1
votes

I have a defined a partitioned table which points to a S3 bucket which uses date partitioning. I have data for the past 3 months in the S3 bucket. I have loaded the partitions for the 1st month. However I haven't loaded the data in partition using msck repair table or alter table commands for the past 2 months. When I try to query the table , data for the past 2 months are not loaded from S3 , only the most recent partitioned data is showing up in the query results. Is this expected? If so , why?

I tried to create another partitioned table for the same s3 bucket but this time around I did not load any of the partitions. When I query this table , I get the most recent records.

1

1 Answers

3
votes

Yes it is expected.

Athena uses metadata to recognize data in S3. Most important metadata used to detect data in S3 is partition. Athena keeps details about all partitions in metadata. Using this partition info, it reaches to corresponding folder in S3 to fetch data.

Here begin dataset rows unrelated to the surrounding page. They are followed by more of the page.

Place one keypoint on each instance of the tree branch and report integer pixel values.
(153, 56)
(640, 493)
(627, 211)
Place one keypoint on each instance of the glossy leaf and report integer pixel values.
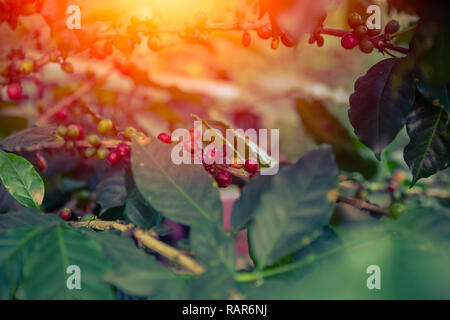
(279, 227)
(324, 127)
(380, 104)
(27, 218)
(143, 280)
(139, 212)
(182, 193)
(15, 246)
(412, 254)
(111, 191)
(45, 271)
(21, 180)
(429, 148)
(212, 245)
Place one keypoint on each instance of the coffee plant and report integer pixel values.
(87, 117)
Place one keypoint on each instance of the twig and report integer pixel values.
(66, 101)
(361, 204)
(167, 251)
(109, 144)
(148, 240)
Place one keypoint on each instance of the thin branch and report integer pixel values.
(363, 205)
(66, 101)
(109, 144)
(167, 251)
(147, 239)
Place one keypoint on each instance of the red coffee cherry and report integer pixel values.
(165, 137)
(237, 163)
(194, 134)
(361, 31)
(129, 132)
(65, 214)
(223, 179)
(75, 131)
(246, 39)
(14, 91)
(354, 20)
(113, 157)
(320, 41)
(190, 145)
(62, 115)
(41, 162)
(366, 46)
(349, 41)
(251, 165)
(102, 153)
(123, 149)
(374, 32)
(392, 27)
(264, 32)
(288, 40)
(61, 130)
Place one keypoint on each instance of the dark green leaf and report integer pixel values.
(324, 127)
(281, 227)
(380, 104)
(182, 193)
(211, 245)
(244, 207)
(111, 191)
(21, 180)
(139, 212)
(15, 247)
(144, 280)
(412, 254)
(429, 148)
(45, 270)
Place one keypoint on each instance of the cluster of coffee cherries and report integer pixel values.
(72, 132)
(211, 165)
(367, 39)
(265, 32)
(15, 66)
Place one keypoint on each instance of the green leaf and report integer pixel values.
(15, 247)
(120, 250)
(380, 104)
(144, 280)
(324, 127)
(245, 207)
(212, 245)
(45, 270)
(412, 253)
(437, 94)
(429, 148)
(182, 193)
(139, 212)
(293, 207)
(21, 180)
(27, 218)
(111, 191)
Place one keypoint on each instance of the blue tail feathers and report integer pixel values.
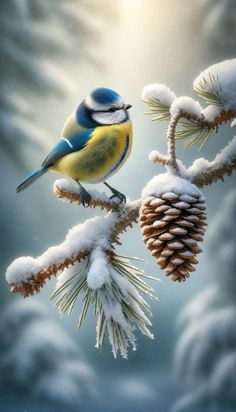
(31, 178)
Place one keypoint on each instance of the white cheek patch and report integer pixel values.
(118, 116)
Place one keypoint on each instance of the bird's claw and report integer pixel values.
(118, 194)
(85, 197)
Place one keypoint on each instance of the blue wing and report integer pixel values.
(65, 146)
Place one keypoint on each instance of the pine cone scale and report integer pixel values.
(172, 225)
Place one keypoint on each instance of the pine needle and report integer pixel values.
(118, 306)
(209, 89)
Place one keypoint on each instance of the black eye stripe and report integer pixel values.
(111, 110)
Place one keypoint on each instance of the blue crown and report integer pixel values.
(102, 95)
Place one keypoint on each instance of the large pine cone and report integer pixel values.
(172, 224)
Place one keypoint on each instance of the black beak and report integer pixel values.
(127, 106)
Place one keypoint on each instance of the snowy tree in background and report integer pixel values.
(206, 351)
(38, 39)
(219, 23)
(172, 218)
(39, 361)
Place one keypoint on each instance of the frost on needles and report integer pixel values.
(171, 213)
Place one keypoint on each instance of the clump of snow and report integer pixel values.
(168, 182)
(185, 104)
(98, 273)
(220, 80)
(20, 268)
(86, 236)
(159, 93)
(211, 112)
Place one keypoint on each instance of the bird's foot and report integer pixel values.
(116, 193)
(85, 196)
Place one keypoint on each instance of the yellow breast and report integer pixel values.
(103, 155)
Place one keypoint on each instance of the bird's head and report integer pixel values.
(106, 107)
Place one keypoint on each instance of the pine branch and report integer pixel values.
(203, 172)
(66, 190)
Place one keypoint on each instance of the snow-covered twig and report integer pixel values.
(203, 172)
(172, 220)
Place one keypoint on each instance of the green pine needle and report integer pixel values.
(210, 90)
(159, 110)
(118, 305)
(198, 133)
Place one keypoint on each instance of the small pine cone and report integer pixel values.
(172, 225)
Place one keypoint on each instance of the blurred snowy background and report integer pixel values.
(52, 54)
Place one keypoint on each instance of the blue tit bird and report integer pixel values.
(95, 142)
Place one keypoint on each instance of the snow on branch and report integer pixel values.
(69, 190)
(171, 212)
(203, 172)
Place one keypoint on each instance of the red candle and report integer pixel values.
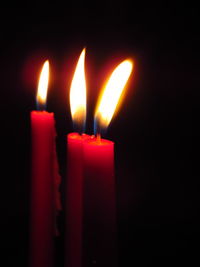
(45, 180)
(100, 246)
(74, 182)
(99, 204)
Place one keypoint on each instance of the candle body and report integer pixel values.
(74, 202)
(42, 189)
(100, 246)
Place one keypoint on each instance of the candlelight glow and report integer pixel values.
(43, 85)
(111, 94)
(78, 93)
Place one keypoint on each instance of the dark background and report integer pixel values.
(156, 130)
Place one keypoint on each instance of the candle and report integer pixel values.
(100, 230)
(45, 179)
(74, 184)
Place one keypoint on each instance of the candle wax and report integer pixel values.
(99, 219)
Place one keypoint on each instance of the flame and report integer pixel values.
(112, 92)
(78, 93)
(43, 85)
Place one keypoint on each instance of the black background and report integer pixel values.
(155, 132)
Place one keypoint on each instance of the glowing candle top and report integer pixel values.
(42, 87)
(78, 95)
(111, 94)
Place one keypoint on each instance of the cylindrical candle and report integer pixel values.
(42, 189)
(99, 203)
(74, 203)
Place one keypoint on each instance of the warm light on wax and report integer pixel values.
(112, 92)
(78, 93)
(42, 86)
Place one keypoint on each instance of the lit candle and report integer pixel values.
(74, 184)
(99, 184)
(45, 179)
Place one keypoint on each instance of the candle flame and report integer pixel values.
(78, 93)
(43, 85)
(111, 94)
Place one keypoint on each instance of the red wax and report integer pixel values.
(99, 202)
(42, 189)
(74, 203)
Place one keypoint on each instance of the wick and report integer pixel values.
(98, 138)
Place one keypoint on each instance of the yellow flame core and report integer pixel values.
(78, 92)
(43, 84)
(112, 92)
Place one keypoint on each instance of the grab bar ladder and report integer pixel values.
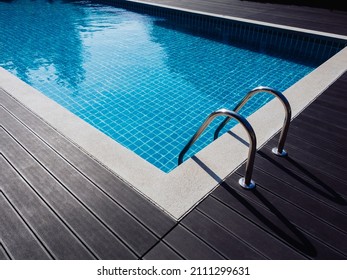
(247, 181)
(279, 151)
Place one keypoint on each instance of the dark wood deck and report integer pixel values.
(58, 203)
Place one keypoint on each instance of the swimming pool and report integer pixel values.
(145, 81)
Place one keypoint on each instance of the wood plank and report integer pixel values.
(143, 210)
(103, 243)
(315, 207)
(58, 239)
(315, 163)
(189, 246)
(270, 246)
(162, 252)
(317, 139)
(306, 148)
(311, 125)
(218, 238)
(15, 234)
(133, 233)
(292, 225)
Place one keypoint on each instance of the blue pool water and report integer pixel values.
(145, 85)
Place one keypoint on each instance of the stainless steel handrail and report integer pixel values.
(279, 150)
(247, 181)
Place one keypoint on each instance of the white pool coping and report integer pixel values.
(180, 190)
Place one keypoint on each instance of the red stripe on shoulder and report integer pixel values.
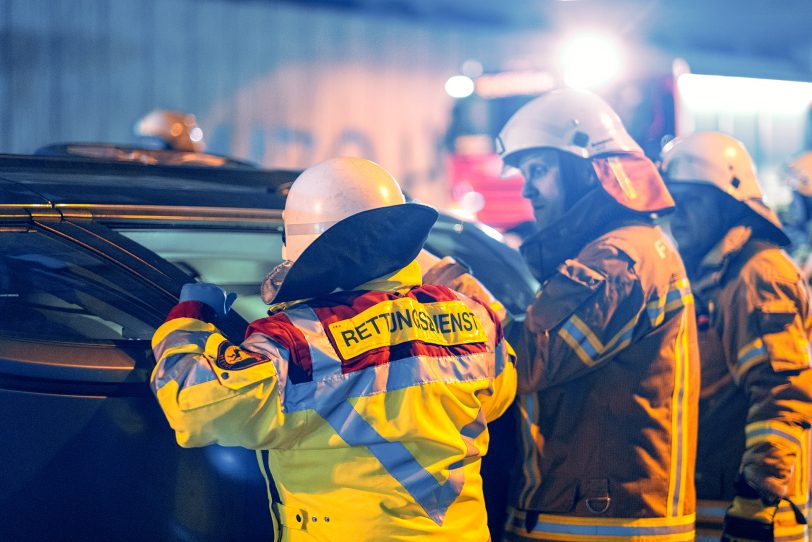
(192, 309)
(279, 328)
(344, 305)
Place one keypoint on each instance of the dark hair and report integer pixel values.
(577, 175)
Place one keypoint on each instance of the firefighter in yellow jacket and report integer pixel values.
(753, 315)
(365, 392)
(608, 371)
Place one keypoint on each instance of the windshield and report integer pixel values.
(54, 290)
(236, 260)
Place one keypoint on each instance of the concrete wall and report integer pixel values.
(270, 82)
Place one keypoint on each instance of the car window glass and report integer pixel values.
(236, 260)
(54, 290)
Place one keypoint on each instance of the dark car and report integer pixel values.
(92, 257)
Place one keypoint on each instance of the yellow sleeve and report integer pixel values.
(213, 391)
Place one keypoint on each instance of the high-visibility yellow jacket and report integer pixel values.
(608, 377)
(756, 401)
(368, 408)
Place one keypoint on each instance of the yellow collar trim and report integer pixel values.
(407, 277)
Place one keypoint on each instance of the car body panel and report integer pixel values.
(89, 454)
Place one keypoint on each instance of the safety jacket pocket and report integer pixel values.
(571, 286)
(786, 344)
(596, 495)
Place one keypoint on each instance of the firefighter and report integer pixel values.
(608, 374)
(171, 130)
(753, 314)
(365, 393)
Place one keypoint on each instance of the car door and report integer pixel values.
(87, 452)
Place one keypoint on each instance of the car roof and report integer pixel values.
(70, 180)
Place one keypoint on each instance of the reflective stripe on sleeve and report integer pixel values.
(774, 431)
(586, 344)
(679, 421)
(531, 475)
(594, 529)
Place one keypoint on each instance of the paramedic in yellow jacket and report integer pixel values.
(365, 393)
(608, 371)
(753, 313)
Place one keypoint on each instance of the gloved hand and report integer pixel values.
(749, 520)
(274, 280)
(210, 294)
(751, 516)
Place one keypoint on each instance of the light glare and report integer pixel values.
(590, 60)
(459, 86)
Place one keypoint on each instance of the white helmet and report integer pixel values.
(800, 174)
(329, 192)
(711, 158)
(573, 121)
(718, 160)
(177, 130)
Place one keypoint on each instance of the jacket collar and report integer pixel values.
(408, 277)
(593, 215)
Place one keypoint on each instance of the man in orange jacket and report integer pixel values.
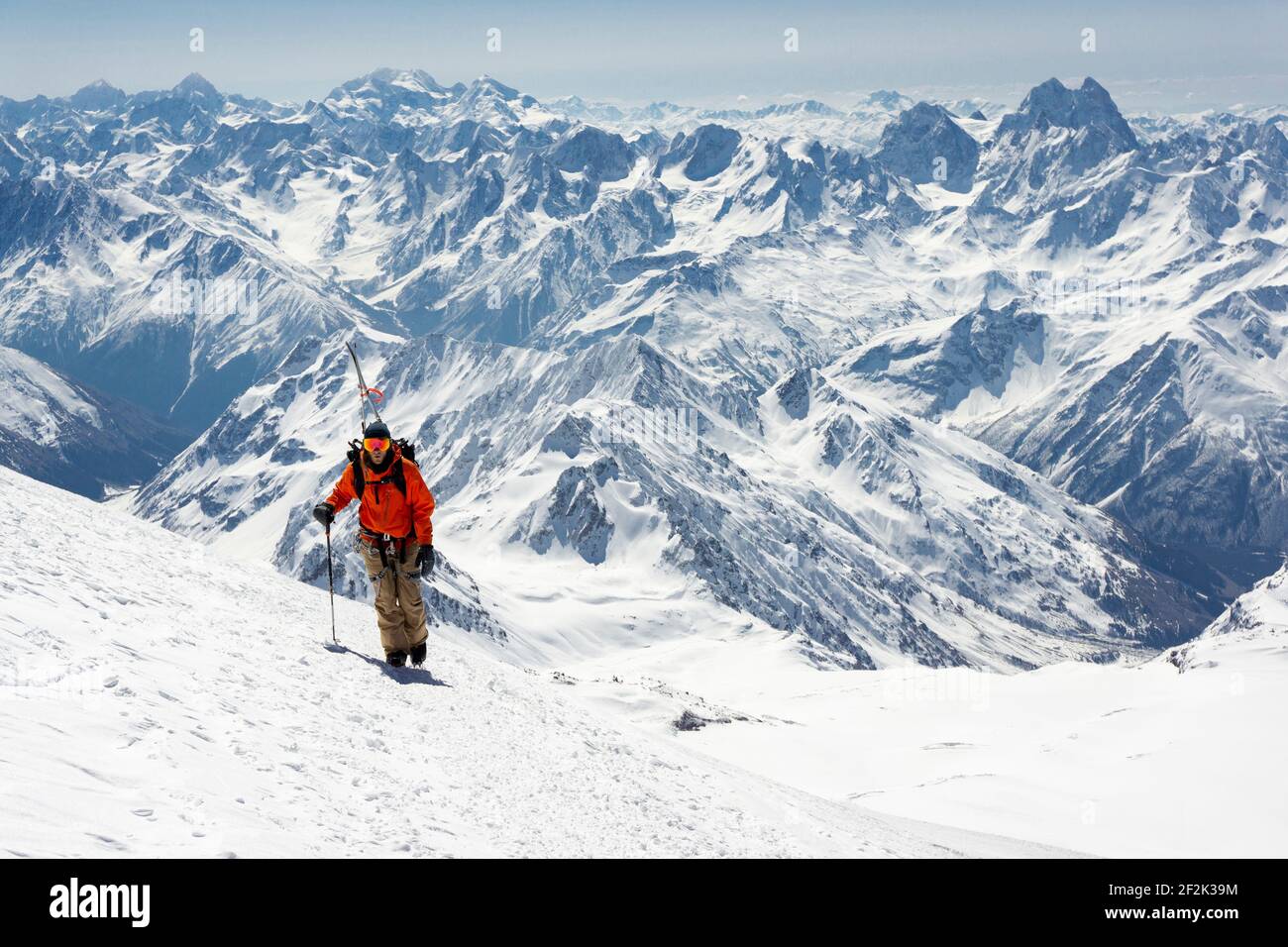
(395, 538)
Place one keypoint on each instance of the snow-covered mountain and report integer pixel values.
(918, 352)
(65, 434)
(870, 536)
(161, 698)
(163, 701)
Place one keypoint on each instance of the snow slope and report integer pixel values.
(1179, 757)
(63, 433)
(162, 701)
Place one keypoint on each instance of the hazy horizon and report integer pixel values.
(1177, 56)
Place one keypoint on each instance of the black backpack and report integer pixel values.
(395, 474)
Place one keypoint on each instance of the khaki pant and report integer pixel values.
(399, 608)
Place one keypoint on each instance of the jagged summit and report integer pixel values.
(196, 85)
(1055, 105)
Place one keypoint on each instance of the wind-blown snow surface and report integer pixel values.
(1183, 755)
(162, 701)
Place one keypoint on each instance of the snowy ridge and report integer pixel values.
(870, 538)
(196, 711)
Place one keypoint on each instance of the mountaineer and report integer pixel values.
(395, 536)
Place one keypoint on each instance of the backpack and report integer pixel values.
(395, 474)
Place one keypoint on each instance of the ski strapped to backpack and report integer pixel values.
(395, 474)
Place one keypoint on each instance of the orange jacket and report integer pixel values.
(382, 508)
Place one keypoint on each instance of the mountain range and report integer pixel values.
(984, 390)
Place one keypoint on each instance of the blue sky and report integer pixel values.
(1170, 55)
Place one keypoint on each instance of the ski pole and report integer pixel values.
(330, 581)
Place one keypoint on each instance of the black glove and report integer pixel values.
(323, 513)
(425, 558)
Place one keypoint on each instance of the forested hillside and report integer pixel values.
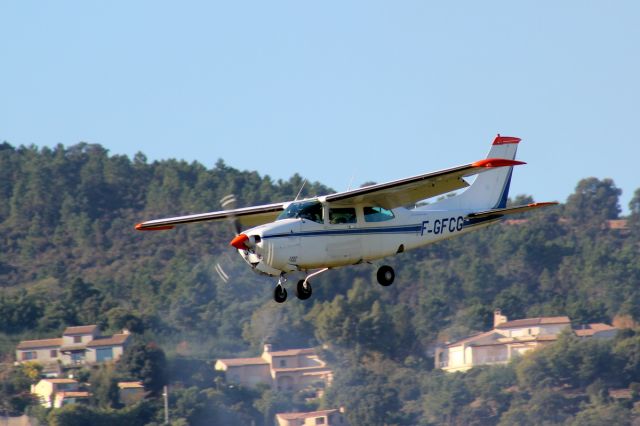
(69, 255)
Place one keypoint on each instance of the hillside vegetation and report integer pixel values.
(69, 255)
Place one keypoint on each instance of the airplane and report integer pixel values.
(314, 235)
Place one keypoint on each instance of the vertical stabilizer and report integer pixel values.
(490, 189)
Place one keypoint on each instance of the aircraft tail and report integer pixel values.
(490, 189)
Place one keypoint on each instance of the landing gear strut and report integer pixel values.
(280, 293)
(386, 275)
(303, 290)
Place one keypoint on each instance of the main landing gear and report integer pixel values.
(303, 287)
(385, 276)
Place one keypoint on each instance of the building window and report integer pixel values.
(77, 357)
(26, 356)
(104, 354)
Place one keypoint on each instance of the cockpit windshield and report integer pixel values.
(311, 210)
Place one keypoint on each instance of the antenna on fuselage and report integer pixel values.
(301, 188)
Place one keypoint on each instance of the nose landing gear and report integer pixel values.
(280, 293)
(385, 275)
(303, 290)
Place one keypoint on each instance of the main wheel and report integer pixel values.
(386, 275)
(280, 294)
(303, 292)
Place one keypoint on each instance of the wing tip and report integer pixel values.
(142, 227)
(496, 162)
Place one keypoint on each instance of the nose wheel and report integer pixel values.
(280, 293)
(303, 290)
(386, 275)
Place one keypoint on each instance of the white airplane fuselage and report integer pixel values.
(298, 244)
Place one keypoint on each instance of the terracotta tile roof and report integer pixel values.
(293, 352)
(474, 338)
(115, 340)
(73, 394)
(130, 385)
(591, 329)
(81, 329)
(515, 340)
(300, 416)
(236, 362)
(73, 348)
(43, 343)
(528, 322)
(60, 381)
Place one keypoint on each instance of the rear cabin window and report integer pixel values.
(310, 210)
(377, 214)
(342, 215)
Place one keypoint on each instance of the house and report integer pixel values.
(130, 392)
(56, 393)
(325, 417)
(77, 346)
(509, 339)
(292, 369)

  1. If you add more files to same partition: If partition is already added in athena metadata, all new files will be detected automatically because athena reads all files from folder in S3 by using partition metadata and s3 location.
  2. If u add files in new partition: if partition is not in athena metadata, athana doesn't know how to locate corresponding folder in S3. Therefore, it doesn't access data from that folder.

There are three ways to recognize new partitions: 1. Run Glue crawler over S3 bucket and it will refresh partition metadata. 2. Use alter table command in athana to add new partitions 3. Use msck repair table if your partition has different schema than table schema.